I like to bake. People have been known to covet my pie and my pancakes have garnered acclaim on two continents. And then there’s my bread and my pizza dough. I mean, when it comes to baking, I know what I’m doing, right? I have conquered high-altitude baking. I unraveled the mysteries of British flour from strong to self-rising. And yet, after seven months, I’m just starting to figure out Finnish flour, and doing a lot more research on it than I was expecting! Oh yeah, and here I am four months later revising it again to include even more info!!
Part of it might just be the Finnish language. For all its rules and structure, there are still several ways to say just about everything. And each brand seems to do its naming conventions slightly differently. I’m trying hard not to think that they’ve done this intentionally to confound me! Here’s an example: Luomu means organic in Finnish. I try to buy organic whenever I can, so I look for this. Sometimes the word Luomu is just on the bag, but sometimes it’s incorporated into the name of the flour itself. So Luomuvehnäjauho (organic wheat flour) is the same as Vehnäjauho Luomu (wheat flour, organic). Seems simple in an of itself, except that if you’re shopping with children and trying to hang on to the subtleties of the different types of milk and yogurt too, it might be just a little bit too much to take in.
The first bit of advice I got on Finnish flour was from a fellow American expat here in Helsinki. She said, when all else fails, get the flour with the pulla on the bag. That would be Sunnuntai Erikoisvehnäjauho (Sunday Special Wheat Flour in English). I’m taking a guess that this is designated special because it’s the flour used for Finland’s amazing cinnamon buns (kanelipulla or korvapuusti depending on the whether you lay the dough spirals upright or on their side before baking and whether you include cardamom or not). Sunnuntai (Sunday) is the brand name, and the company has a fairly helpful Finnish flour primer on its web site. Myllyn Paras also provides a similar guide to its flour, but the English language translations leave off some key words that you’ll find below!
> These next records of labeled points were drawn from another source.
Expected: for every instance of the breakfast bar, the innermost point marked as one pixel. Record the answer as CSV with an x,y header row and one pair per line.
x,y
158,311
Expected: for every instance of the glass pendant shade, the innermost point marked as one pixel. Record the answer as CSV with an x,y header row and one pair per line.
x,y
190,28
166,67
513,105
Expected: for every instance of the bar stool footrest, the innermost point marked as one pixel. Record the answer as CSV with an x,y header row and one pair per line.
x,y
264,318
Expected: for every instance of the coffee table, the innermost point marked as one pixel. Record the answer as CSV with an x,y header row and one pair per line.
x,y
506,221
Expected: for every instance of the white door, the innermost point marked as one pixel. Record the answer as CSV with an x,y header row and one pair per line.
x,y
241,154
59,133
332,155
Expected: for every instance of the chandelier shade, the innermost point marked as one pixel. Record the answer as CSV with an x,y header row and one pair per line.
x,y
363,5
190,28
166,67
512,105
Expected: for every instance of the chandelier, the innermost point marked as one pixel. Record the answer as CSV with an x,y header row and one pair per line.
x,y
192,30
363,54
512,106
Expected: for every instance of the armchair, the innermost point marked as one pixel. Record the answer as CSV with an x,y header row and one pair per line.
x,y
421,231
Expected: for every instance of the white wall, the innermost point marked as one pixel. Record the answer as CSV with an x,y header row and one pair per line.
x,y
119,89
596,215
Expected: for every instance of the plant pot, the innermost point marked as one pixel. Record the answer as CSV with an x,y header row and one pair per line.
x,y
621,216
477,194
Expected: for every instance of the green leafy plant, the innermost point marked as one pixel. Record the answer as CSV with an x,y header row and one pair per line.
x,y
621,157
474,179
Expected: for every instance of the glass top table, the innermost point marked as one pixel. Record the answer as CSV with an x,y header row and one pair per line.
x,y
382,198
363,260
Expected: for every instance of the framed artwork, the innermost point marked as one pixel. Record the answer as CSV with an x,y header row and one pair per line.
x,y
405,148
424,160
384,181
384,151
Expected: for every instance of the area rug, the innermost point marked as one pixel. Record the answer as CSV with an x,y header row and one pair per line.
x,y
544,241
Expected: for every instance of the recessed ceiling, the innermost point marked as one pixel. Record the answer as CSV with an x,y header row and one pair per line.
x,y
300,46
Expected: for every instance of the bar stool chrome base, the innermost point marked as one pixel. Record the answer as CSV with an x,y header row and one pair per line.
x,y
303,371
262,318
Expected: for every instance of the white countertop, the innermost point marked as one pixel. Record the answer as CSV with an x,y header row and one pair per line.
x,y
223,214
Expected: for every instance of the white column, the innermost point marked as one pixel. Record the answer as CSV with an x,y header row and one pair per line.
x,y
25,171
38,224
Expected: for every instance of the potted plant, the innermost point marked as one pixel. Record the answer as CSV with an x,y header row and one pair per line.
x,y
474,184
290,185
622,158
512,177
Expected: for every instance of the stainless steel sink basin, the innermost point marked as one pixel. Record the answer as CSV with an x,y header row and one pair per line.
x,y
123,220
Branching out from the pulla flour presents some challenges. Here are some helpful words to know (besides jauho, which is the Finnish word for flour):
- täysjyvä or kokojyvä or graham* – wholegrain
- vehnä – wheat
- kakku – cake (as in cake flour)
- karkea or maalais – coarse/rustic (also sometimes seen as semi-coarse or puolikarkea)
- ruis – rye
- sihtiruisjauho or ruissithijauho- fine-milled rye flour
- tuore – fresh (this can show up if you buy flour from co-ops or the market)
- Sämpyläjauho, hiivaleipajauho – These two provide the name of what you bake with it right in the name of the flour–rolls and “yeast bread”
* Although everything I’ve read indicates that the word graham means, in fact, whole-wheat and not graham like graham crackers, I recently bought Pirkka’s Luomu Grahamjauho and it appears to be plain white flour like you’d use in pancakes, muffins, etc. So the mystery continues!
The Nordic Recipe Archive has a page on flour and also has a nice glossary of Finnish food terms that are both worth checking out if you’re struggling! It also conveniently points out that the reason I haven’t found anything resembling high-gluten bread flour here in Finland is because it’s too darn cold for the gluten to develop in the wheat crops here. Fascinating!